The average PPA has a life expectancy of about 11 years. However, the company is in the process of renegotiating expiring PPAs for two plants in Florida, Lake and Auburndale natural gas plants. There is the possibility of final 2013 contract negotiations will result in a 60% reduction in distributions to AT from these facilities, which may prompt management to either sell the plants or bring in third-party partial owners.
With the merger with Capital Power came an increase in the dividend to match the distribution of CP. However, dividend growth will be very much muted going forward as the current payout ratio exceeds 100% of earnings and about 100% of operating cash flow. There are 113 million shares outstanding, net debt is $1.8 billion, and Return on Invested Capital stands at about 12%. The current yield is 7.8%.
While neither Southern Company nor Atlantic Power offer much capital gains potential over the short-term, both should adequately reward current investors over the longer-term - SO from a total return basis of 4% cash return and 4% share price growth and AT from a current yield basis of almost 8%. Both are generally considered as a "Hold" by most broker firms.
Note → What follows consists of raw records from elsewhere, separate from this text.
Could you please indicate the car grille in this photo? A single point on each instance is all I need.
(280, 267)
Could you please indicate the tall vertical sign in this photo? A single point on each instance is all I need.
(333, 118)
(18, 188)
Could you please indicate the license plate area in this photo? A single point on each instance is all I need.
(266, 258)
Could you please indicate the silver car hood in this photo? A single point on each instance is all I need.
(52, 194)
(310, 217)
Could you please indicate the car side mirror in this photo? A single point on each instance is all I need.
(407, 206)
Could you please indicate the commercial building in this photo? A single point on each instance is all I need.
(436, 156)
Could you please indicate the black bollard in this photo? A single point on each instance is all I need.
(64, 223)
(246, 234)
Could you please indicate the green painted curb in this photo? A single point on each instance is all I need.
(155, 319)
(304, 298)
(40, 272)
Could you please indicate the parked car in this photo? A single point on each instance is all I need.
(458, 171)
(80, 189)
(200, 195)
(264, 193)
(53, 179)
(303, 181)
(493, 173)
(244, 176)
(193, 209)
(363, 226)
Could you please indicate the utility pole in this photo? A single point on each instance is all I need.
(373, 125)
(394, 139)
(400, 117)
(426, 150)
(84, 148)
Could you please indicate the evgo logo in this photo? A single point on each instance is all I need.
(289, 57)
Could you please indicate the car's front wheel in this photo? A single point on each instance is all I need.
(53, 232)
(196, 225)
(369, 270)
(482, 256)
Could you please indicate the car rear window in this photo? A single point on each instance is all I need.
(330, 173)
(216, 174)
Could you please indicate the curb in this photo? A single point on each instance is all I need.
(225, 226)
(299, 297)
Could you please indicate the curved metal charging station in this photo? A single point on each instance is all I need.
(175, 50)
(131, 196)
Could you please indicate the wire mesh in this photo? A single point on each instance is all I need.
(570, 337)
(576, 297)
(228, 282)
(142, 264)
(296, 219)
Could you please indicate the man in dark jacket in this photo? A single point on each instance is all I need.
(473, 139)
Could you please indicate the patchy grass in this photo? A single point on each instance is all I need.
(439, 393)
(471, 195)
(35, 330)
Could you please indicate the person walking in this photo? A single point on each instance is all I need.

Below is a 5-year stock chart comparing SO and AT to the S&P broad-based large-cap utility ETF, XLU:
Southern Company offers excellent quality of management and stability of business. Atlantic Power offers a high yield supported by a growing business. Either stock could be bought today based on these expectations.
Authors Note: Please review important disclaimer in Mr. Parepoynt's profile.
Disclosure: I am long AT. I wrote this article myself, and it expresses my own opinions. I am not receiving compensation for it (other than from Seeking Alpha). I have no business relationship with any company whose stock is mentioned in this article.